I’ve been so busy with my new job and holiday events that I haven’t had much time to draw, let alone put the finishing touches on the editing for issue #2. However, I can write during my half hour lunch breaks…
For the past few weeks, I have been writing the script for the third book of The Epic of Sally. It is essentially done. I just have to find a few pages of it that I wrote a month ago, that have wandered off.
In the process of this, however, I’ve come to face an odd fear. It’s possibly one of the major reasons why I’ve struggled to share certain parts of the comic’s back story for all these 13 and a half years of working on the Harmless Free Radicals. The whole mythology that explains who Fenmere is and what it is that he’s doing.
It’s a story that I started working on with the express intent of writing an epic fantasy NOVEL. On par with Lord of the Rings or The Earth Sea trilogy. Not necessarily of the same quality of writing, but with the same depth.

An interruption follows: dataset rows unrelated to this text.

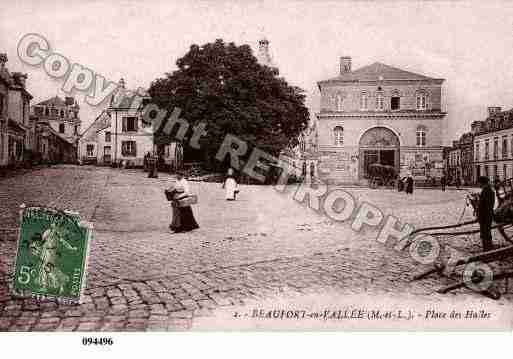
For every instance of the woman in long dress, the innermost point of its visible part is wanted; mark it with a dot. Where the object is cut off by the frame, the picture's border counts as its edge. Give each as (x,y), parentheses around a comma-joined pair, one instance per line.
(230,186)
(183,218)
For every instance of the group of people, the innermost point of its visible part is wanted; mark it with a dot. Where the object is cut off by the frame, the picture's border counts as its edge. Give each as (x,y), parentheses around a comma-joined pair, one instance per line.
(182,218)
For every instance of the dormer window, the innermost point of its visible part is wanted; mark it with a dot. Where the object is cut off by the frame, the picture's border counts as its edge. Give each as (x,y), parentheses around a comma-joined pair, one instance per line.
(380,102)
(395,101)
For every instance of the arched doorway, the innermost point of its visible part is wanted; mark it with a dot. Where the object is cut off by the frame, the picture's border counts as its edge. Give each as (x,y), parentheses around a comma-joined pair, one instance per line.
(378,145)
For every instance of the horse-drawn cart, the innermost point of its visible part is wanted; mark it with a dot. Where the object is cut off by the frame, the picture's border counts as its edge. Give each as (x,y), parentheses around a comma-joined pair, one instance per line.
(503,218)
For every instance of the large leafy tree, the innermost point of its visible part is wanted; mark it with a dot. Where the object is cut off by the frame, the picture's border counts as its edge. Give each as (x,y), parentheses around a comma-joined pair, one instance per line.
(224,86)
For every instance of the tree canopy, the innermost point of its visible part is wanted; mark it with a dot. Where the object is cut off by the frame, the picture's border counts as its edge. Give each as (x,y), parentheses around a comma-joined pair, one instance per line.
(224,86)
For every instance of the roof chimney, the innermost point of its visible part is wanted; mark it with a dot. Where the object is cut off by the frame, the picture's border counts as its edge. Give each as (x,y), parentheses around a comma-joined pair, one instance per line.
(345,64)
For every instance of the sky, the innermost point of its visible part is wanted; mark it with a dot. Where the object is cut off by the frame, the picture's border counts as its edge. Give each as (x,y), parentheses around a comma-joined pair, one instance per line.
(468,43)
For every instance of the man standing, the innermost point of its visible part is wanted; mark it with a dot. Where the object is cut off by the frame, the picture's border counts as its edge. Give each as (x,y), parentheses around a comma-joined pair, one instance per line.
(485,212)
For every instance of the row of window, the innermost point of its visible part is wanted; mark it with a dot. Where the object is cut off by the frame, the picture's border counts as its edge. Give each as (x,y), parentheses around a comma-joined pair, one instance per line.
(395,102)
(492,172)
(62,129)
(47,111)
(505,152)
(420,136)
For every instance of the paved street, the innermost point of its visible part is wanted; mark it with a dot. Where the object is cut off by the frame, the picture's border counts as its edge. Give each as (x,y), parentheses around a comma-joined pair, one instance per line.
(142,277)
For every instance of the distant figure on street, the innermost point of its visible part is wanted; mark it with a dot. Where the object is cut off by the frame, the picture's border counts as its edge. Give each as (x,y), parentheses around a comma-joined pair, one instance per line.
(182,217)
(409,185)
(400,184)
(230,186)
(485,212)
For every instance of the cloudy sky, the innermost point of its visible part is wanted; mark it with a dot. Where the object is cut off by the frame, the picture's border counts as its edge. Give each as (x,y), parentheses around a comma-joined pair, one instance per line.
(467,43)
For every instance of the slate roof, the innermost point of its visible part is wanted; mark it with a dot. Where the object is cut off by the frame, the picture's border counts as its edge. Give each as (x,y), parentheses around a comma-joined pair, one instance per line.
(379,72)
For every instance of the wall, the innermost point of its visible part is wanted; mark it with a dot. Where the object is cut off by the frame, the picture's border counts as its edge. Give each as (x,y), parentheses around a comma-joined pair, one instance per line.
(351,94)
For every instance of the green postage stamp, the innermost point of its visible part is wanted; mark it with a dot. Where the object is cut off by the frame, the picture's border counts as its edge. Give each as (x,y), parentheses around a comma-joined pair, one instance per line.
(52,255)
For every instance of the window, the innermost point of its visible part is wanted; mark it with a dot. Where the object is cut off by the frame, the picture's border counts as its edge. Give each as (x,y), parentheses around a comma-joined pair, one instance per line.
(339,102)
(338,133)
(90,150)
(395,103)
(128,149)
(421,136)
(421,100)
(363,101)
(129,124)
(379,102)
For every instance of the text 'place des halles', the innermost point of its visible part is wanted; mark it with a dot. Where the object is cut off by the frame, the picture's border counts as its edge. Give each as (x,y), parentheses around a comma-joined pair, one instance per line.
(220,191)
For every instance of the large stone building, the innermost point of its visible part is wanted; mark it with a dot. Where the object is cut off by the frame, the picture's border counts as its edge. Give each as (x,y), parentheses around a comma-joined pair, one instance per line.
(493,145)
(379,114)
(62,116)
(57,127)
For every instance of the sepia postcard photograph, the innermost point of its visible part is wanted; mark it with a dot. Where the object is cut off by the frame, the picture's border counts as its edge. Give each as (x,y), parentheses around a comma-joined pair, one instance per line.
(257,165)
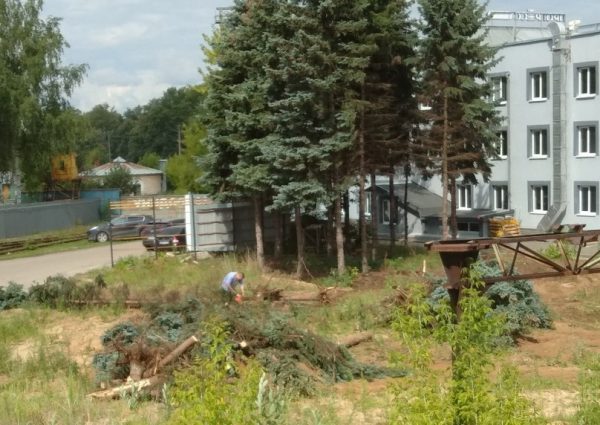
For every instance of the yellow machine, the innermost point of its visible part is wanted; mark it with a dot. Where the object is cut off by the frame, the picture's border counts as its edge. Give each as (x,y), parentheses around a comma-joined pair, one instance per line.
(65,177)
(64,168)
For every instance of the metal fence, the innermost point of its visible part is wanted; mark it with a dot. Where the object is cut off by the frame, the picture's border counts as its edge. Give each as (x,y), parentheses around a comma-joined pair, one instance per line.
(27,219)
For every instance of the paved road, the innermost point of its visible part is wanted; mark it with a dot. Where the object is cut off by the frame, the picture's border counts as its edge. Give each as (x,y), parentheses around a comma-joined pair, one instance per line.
(27,271)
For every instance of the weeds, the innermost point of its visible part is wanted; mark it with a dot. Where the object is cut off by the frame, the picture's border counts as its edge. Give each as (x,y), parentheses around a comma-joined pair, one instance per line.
(213,391)
(469,396)
(589,391)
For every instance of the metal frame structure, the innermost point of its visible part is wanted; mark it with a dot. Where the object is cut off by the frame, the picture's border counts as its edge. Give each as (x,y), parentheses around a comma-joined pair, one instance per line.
(459,253)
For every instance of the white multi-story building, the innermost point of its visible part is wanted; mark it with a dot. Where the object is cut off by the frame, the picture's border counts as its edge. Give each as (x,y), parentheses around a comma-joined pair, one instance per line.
(546,90)
(548,168)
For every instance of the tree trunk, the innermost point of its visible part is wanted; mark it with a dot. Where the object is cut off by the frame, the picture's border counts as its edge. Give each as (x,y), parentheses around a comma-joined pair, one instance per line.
(405,211)
(330,231)
(258,230)
(453,223)
(355,339)
(362,198)
(299,243)
(178,351)
(278,250)
(393,211)
(445,171)
(339,236)
(346,206)
(374,217)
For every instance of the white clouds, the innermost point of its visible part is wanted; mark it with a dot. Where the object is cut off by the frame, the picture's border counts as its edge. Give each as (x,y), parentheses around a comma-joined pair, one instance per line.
(135,49)
(121,34)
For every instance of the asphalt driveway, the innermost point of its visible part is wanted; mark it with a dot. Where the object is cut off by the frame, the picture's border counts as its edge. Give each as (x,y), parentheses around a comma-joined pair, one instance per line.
(27,271)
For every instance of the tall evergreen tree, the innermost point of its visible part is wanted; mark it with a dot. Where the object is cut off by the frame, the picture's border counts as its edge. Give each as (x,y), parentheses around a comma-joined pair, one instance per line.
(390,101)
(238,115)
(321,62)
(462,121)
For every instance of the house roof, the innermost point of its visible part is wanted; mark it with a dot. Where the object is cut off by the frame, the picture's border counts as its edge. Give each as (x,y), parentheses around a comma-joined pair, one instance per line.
(424,203)
(134,169)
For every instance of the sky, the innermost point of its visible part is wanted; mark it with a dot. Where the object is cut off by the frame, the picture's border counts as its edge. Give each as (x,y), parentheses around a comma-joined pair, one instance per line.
(136,49)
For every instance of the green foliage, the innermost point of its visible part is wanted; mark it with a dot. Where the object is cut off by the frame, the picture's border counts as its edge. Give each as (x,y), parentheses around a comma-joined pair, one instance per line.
(12,296)
(120,178)
(462,123)
(285,346)
(121,334)
(471,396)
(54,292)
(553,250)
(212,391)
(183,174)
(516,301)
(34,90)
(150,159)
(589,391)
(111,364)
(345,279)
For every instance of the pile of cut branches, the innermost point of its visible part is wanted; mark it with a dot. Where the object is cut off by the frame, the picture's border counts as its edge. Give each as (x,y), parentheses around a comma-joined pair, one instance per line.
(296,359)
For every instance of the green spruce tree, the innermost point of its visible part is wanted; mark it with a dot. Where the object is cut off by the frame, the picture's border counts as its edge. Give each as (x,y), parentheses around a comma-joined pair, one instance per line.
(455,60)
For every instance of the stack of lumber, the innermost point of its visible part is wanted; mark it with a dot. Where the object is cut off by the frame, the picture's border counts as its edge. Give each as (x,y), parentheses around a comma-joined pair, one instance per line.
(504,226)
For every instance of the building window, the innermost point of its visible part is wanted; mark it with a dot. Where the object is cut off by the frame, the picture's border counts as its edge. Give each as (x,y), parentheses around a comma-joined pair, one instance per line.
(464,197)
(586,139)
(385,211)
(539,198)
(500,193)
(499,90)
(502,144)
(586,202)
(538,143)
(539,85)
(586,81)
(468,227)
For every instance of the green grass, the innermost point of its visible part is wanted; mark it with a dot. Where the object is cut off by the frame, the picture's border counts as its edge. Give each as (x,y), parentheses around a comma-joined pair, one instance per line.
(48,388)
(59,247)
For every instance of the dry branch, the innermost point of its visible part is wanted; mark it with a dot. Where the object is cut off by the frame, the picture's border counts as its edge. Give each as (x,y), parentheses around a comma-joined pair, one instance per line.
(324,296)
(178,351)
(128,388)
(355,339)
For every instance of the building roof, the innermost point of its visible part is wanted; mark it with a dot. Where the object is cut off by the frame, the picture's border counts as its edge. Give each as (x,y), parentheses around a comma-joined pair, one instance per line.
(134,169)
(424,203)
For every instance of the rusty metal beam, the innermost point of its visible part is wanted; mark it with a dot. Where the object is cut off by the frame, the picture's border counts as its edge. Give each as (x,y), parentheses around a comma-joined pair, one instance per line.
(457,253)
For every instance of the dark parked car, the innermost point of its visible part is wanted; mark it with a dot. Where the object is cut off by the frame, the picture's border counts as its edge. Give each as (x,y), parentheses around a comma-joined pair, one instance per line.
(172,237)
(123,226)
(159,224)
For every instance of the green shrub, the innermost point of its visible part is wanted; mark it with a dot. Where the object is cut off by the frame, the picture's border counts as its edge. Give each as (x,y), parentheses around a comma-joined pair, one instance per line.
(215,390)
(344,280)
(517,301)
(589,391)
(12,296)
(470,396)
(554,252)
(54,292)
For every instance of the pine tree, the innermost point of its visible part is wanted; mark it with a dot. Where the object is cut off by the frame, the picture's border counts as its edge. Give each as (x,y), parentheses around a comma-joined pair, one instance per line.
(237,108)
(390,95)
(454,62)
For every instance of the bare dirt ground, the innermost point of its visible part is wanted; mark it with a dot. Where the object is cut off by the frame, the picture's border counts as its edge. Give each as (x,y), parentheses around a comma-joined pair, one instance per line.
(550,357)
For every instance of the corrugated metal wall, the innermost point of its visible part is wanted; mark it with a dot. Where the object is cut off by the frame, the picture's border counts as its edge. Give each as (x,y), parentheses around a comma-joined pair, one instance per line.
(228,226)
(28,219)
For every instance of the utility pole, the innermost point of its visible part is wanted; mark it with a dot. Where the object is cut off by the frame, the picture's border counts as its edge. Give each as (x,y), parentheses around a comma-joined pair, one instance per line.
(108,141)
(179,139)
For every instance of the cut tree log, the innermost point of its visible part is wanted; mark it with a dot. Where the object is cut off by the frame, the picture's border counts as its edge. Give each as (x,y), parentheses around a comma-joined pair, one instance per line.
(355,339)
(128,388)
(324,296)
(126,303)
(178,351)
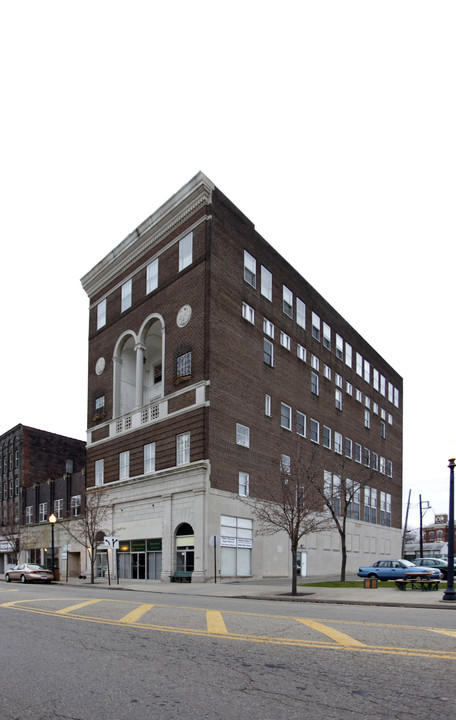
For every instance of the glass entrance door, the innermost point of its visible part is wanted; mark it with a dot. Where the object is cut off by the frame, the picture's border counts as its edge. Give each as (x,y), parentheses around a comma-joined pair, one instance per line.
(138,566)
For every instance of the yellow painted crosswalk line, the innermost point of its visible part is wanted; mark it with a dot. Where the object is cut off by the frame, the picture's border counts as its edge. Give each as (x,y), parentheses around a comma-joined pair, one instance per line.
(135,615)
(72,608)
(215,622)
(336,635)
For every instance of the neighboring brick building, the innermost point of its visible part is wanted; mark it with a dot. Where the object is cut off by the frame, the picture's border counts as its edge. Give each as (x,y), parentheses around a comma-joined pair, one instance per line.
(31,460)
(206,348)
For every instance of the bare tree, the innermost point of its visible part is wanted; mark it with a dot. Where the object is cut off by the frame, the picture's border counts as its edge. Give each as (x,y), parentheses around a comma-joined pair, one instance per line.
(88,529)
(290,503)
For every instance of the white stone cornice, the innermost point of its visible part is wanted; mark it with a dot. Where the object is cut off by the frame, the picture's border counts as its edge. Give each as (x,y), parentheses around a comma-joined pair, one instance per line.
(191,197)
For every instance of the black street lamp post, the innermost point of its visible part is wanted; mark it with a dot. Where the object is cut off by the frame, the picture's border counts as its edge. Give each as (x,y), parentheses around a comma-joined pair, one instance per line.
(450,593)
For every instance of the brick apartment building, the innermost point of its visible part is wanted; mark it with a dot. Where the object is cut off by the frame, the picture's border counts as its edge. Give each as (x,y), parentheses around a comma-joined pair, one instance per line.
(210,357)
(40,473)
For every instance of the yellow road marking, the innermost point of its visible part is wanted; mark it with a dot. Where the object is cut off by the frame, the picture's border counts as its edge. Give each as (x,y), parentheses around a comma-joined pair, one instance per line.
(136,614)
(72,608)
(215,622)
(336,635)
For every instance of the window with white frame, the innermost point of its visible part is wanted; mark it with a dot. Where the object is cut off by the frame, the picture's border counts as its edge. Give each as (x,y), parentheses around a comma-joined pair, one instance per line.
(248,313)
(314,430)
(249,269)
(338,398)
(300,423)
(149,457)
(268,352)
(183,449)
(101,314)
(301,352)
(285,416)
(300,313)
(266,283)
(326,437)
(185,251)
(326,336)
(287,305)
(316,326)
(242,435)
(285,340)
(99,472)
(268,328)
(152,276)
(75,505)
(126,295)
(244,481)
(124,465)
(58,508)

I don’t think I’ve reached that depth yet. I know for one thing that I’m probably not going to contrive a language for Fenmere’s native tongue, for instance. I’d like to, but I really think it may be a moot point to do so, even if I had the skill to pull it off well.
The problem is that what it means to me has changed. I’ve been working on the mythology for so long that it has become a mix of my childhood daydreams and imaginary friends, and my most intense adult philosophical thoughts about life itself. It is the closest thing to a religion I may have without being something I actually believe in as being real. And while I’ve had no trouble telling people all about it face to face, vocally, I seem to be a little afraid that crafting it into a comic is clumsy at best. Looking at my script, I worry that it’s just going to come out corny. That people will take one look at it and toss it aside.
Not that I necessarily want people to embrace the mythology as their own, to treat it as importantly as I do. But I seem to be afraid that it will be deemed as stupid. And that it will draw critique that it is not worthy of having.
It’s an interesting fear to realize after working so hard for so long to get the damn story out there! Actually, the best word for it is “weird”. Like the revelation of a supernatural truth.
In any case, I intend to keep at it. I think what I’ve written is actually good. And if not exactly good, it is definitely honest. And I hope it is gripping.
At the very least, the people to whom I’ve shown the first line of the next book have all thought it was pretty good. Hopefully, that page will hit the website before the New Year.